関東大震災前年の震源を追加 2019年度中に気象庁地震カタログ100年分へ
気象庁が、過去に発生した地震の震源などを記した地震カタログを改訂し、関東大震災の前年の1922年に発生した地震の震源などのデータを追加したと発表した。東京大学地震研究所などに保存されていた地震観測の記録などの再解析を進め、これまではっきりとわかっていなかった地震の震源を決定した。 関東大震災の発生は1923年9月1日。カタログの内容が1年さかのぼったことで、関東大震災が起こる前年の地震についてこれまで以上に把握できるようになり、海溝型地震と内陸の地震の関係などについての研究などを行う上での基礎データとして活用されることなどが期待される。
関東大震災前の記録の多くは焼失
気象庁の地震カタログはこれまでに何度も改訂されているが、観測網の整備状態や時刻の精度など、古ければ古いほど観測データの質は低くなる。このため、気象庁には全国の測候所、気象台から報告された地震の検測結果を整理し記載した地震調査原簿が保管されているが、仮に観測の記録が残っていても、すぐに震源を決定することは難しい。 しかも、気象庁が保管していた関東大震災が発生する以前の調査原簿、つまり1923年8月以前のものは焼失してしまっていたため、これまでは震源を決定することが極めて困難だった。 しかし、気象庁は東京大学地震研究所などに保管されていた地震調査原簿をかき集めることで、データの改訂を目指した。
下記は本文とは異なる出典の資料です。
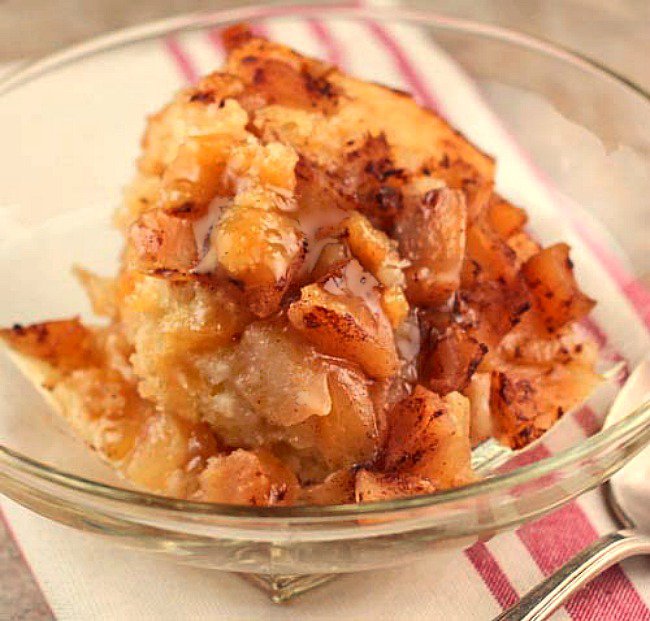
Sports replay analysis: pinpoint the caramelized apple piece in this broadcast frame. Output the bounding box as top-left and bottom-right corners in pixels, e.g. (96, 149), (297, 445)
(341, 211), (404, 287)
(0, 317), (101, 373)
(72, 265), (119, 319)
(129, 209), (200, 273)
(160, 135), (233, 217)
(212, 207), (305, 317)
(420, 324), (487, 395)
(288, 261), (399, 378)
(197, 449), (299, 506)
(395, 188), (467, 306)
(301, 469), (356, 505)
(521, 244), (596, 332)
(385, 386), (473, 488)
(421, 153), (494, 222)
(232, 322), (332, 426)
(138, 94), (248, 177)
(354, 470), (438, 503)
(498, 312), (598, 366)
(490, 364), (600, 448)
(124, 412), (219, 498)
(506, 231), (542, 267)
(315, 367), (379, 470)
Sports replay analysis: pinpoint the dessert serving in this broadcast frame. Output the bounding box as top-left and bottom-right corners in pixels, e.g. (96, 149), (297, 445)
(0, 26), (599, 505)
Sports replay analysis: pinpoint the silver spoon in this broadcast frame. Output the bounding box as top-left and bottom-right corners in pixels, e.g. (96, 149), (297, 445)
(494, 358), (650, 621)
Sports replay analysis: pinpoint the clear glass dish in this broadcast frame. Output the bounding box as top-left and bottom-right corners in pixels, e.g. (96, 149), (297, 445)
(0, 0), (650, 601)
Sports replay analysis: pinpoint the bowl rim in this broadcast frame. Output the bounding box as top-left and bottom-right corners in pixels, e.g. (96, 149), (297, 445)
(0, 4), (650, 522)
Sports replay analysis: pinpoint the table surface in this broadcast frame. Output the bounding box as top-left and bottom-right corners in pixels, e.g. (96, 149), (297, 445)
(0, 0), (650, 621)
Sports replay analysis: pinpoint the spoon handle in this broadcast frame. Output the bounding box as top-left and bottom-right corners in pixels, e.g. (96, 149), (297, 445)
(494, 530), (650, 621)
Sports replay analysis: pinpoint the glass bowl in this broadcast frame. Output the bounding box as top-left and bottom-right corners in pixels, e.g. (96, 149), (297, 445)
(0, 0), (650, 601)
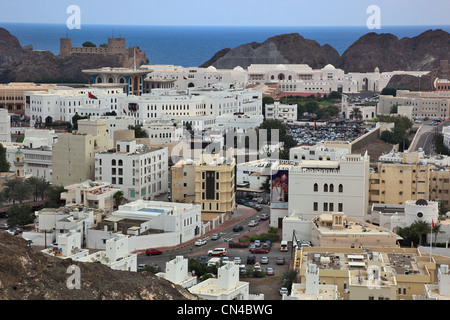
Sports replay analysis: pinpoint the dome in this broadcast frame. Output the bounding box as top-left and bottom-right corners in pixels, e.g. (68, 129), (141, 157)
(206, 66), (217, 72)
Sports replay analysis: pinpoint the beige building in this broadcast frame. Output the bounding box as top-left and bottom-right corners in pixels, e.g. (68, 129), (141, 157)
(61, 180), (120, 214)
(369, 153), (431, 205)
(0, 82), (56, 115)
(311, 212), (397, 248)
(52, 120), (112, 186)
(195, 155), (236, 218)
(294, 247), (437, 300)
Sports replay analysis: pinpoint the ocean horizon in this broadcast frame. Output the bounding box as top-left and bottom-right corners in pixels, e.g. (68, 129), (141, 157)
(0, 22), (450, 67)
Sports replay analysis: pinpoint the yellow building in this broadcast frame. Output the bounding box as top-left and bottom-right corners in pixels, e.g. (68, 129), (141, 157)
(369, 154), (431, 205)
(294, 247), (440, 300)
(52, 119), (112, 186)
(195, 154), (236, 218)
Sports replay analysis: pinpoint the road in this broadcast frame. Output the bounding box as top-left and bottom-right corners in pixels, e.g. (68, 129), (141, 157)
(137, 206), (292, 299)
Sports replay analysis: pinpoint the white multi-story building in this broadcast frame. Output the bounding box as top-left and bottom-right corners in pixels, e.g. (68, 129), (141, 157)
(95, 140), (168, 201)
(3, 129), (58, 182)
(140, 65), (247, 93)
(266, 101), (297, 124)
(120, 85), (262, 130)
(24, 87), (126, 126)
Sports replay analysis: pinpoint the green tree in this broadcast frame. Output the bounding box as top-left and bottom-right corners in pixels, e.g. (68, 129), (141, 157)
(0, 143), (11, 172)
(83, 41), (97, 48)
(7, 204), (35, 228)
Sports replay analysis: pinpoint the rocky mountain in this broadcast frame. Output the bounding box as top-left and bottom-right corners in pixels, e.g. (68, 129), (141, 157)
(202, 29), (450, 72)
(0, 28), (25, 69)
(202, 33), (339, 69)
(0, 28), (148, 83)
(337, 29), (450, 72)
(0, 232), (199, 300)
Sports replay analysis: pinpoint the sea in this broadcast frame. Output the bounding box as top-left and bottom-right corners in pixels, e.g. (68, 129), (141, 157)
(0, 22), (450, 67)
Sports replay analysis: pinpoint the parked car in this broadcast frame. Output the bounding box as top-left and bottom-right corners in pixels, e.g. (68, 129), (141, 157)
(279, 287), (289, 296)
(211, 233), (220, 240)
(233, 226), (244, 232)
(208, 248), (227, 256)
(247, 254), (256, 264)
(248, 220), (258, 227)
(145, 249), (162, 256)
(250, 248), (269, 253)
(195, 239), (206, 246)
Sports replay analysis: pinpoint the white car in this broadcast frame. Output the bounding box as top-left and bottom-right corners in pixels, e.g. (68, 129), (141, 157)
(195, 239), (206, 246)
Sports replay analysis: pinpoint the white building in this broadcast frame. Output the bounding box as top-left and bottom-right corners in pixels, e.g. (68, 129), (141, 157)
(188, 262), (250, 300)
(2, 129), (58, 182)
(120, 85), (262, 130)
(78, 234), (137, 272)
(95, 140), (168, 201)
(112, 200), (202, 251)
(140, 65), (247, 93)
(0, 108), (11, 142)
(156, 256), (197, 288)
(24, 87), (126, 126)
(265, 101), (297, 124)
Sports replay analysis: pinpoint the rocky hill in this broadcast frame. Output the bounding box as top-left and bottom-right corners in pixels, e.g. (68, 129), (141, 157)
(202, 33), (339, 69)
(202, 29), (450, 72)
(0, 28), (148, 83)
(0, 232), (199, 300)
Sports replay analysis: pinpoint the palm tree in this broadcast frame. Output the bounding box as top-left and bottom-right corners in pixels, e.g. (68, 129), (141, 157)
(350, 107), (362, 120)
(113, 190), (124, 208)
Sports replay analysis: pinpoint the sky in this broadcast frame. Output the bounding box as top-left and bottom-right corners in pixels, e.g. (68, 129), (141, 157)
(0, 0), (450, 26)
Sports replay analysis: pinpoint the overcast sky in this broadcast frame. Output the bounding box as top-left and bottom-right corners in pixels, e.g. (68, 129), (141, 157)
(0, 0), (450, 26)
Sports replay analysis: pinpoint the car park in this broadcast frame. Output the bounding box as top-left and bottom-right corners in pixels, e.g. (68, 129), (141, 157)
(195, 239), (206, 246)
(278, 287), (289, 296)
(211, 233), (220, 240)
(248, 220), (258, 227)
(145, 249), (162, 256)
(250, 248), (269, 253)
(247, 254), (256, 264)
(208, 248), (227, 256)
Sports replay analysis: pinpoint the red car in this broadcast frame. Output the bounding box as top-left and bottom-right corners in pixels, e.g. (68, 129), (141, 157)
(145, 249), (162, 256)
(250, 248), (269, 253)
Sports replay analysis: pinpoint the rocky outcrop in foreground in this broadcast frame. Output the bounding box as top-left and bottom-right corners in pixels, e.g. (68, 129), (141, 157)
(0, 232), (198, 300)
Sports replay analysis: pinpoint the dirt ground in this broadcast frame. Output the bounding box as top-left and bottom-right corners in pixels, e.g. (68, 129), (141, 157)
(248, 275), (282, 300)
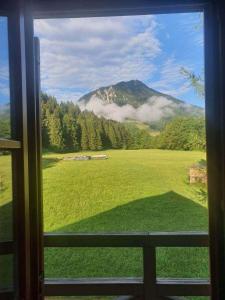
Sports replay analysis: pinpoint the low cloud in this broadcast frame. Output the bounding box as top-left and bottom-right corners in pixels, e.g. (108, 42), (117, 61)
(79, 96), (174, 123)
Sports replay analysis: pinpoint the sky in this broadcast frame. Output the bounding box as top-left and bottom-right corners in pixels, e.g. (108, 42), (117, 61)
(0, 13), (204, 106)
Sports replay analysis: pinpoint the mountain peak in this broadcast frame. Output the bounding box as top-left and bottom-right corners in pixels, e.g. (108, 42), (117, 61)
(79, 79), (161, 108)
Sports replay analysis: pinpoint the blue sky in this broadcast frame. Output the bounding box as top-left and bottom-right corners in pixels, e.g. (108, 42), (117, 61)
(0, 13), (204, 106)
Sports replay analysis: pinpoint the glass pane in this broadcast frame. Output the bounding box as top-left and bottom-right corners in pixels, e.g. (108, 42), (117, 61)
(157, 248), (209, 278)
(45, 248), (143, 278)
(35, 13), (209, 298)
(0, 151), (13, 242)
(0, 151), (13, 289)
(0, 17), (11, 138)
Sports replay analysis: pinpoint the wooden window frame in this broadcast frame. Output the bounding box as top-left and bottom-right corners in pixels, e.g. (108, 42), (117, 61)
(0, 0), (225, 300)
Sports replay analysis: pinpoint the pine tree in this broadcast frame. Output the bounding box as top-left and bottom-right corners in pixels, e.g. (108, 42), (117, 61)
(49, 107), (65, 151)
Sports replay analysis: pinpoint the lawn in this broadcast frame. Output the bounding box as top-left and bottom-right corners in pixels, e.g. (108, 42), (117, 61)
(0, 150), (208, 299)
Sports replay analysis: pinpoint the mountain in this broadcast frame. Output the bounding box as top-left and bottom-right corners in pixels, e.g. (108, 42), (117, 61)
(78, 80), (204, 124)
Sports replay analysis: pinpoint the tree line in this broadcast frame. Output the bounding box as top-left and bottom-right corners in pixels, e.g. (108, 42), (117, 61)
(41, 94), (152, 152)
(0, 93), (206, 152)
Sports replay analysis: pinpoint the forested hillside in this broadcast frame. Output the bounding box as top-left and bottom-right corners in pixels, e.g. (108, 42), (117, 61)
(41, 94), (152, 151)
(0, 93), (205, 152)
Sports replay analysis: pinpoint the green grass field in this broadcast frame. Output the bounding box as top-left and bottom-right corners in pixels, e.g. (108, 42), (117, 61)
(0, 150), (208, 299)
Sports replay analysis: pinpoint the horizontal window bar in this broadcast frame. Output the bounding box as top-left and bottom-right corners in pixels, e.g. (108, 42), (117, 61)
(33, 0), (209, 18)
(44, 278), (143, 296)
(44, 278), (210, 297)
(44, 232), (209, 247)
(156, 279), (210, 296)
(0, 139), (21, 150)
(0, 241), (14, 255)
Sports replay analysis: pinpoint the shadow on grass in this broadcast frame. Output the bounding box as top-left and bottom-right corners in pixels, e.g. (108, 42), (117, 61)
(42, 157), (60, 169)
(57, 191), (208, 232)
(45, 191), (209, 278)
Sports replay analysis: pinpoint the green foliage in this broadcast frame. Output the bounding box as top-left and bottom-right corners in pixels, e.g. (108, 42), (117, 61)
(41, 94), (156, 152)
(180, 67), (205, 98)
(157, 117), (206, 150)
(37, 149), (208, 286)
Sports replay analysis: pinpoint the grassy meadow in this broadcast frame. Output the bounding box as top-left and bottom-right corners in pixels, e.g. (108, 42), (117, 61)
(0, 150), (208, 299)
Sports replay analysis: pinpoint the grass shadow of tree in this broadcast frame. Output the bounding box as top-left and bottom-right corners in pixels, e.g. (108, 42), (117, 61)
(46, 191), (209, 278)
(42, 157), (60, 169)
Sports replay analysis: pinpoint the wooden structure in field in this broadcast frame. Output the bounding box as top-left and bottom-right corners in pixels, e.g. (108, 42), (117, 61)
(0, 0), (225, 300)
(189, 164), (207, 184)
(63, 154), (108, 160)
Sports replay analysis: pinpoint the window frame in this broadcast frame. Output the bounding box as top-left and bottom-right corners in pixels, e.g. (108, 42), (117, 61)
(0, 0), (225, 300)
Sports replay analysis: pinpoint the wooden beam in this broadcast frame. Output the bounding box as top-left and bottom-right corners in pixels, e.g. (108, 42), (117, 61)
(44, 278), (143, 296)
(33, 0), (207, 18)
(0, 241), (14, 255)
(143, 247), (156, 300)
(44, 232), (208, 247)
(0, 138), (21, 150)
(0, 289), (15, 300)
(156, 279), (210, 296)
(44, 278), (210, 299)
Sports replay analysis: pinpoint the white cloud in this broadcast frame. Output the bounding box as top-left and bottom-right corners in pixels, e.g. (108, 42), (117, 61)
(151, 57), (190, 97)
(35, 16), (161, 90)
(80, 95), (174, 123)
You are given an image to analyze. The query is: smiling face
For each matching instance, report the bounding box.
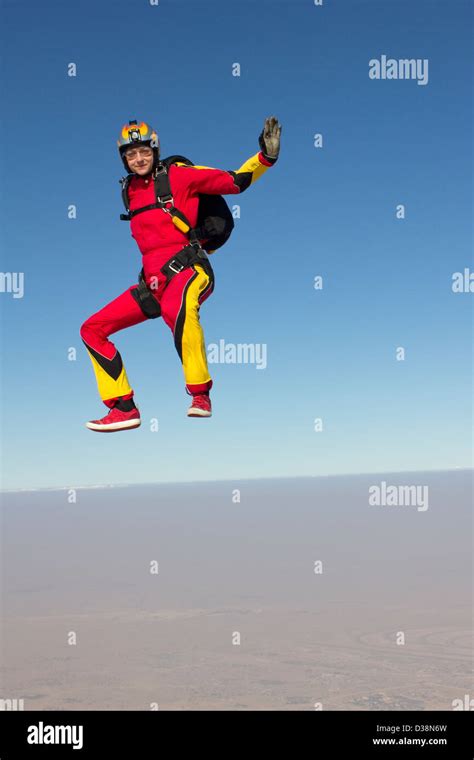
[125,145,153,177]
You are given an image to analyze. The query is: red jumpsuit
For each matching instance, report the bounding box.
[81,152,274,408]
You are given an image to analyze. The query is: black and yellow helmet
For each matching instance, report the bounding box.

同地震研究所に保管されている当時の地震調査原簿をくまなく探すことから始まり、そこに記された最初のカタカタとした少しの揺れ(P波)と、その後のぐらぐらとした大きな揺れ(S波)を観測した時刻、あるいはP波が到着してからS波が到着するまでの時間(初期微動継続時間)などを詳しく調べていくことで、記録が残されている地震の震源を調べていった。 その結果、関東大震災の前年の1922年に発生した地震の震源を可能な範囲で決定することができたという。地震カタログに新たに追加できた地震の数は159。この中には東京、横浜で死者2人を出した浦賀水道の地震(4月26日発生、M6.8)や長崎県で26人が亡くなった長崎県千々石付近の地震(12月発生、M6.9、M6.5)がある。この年は日本周辺でM7.0以上の地震が3回あるなど、やや地震活動が活発な年であったことなどが分かったという。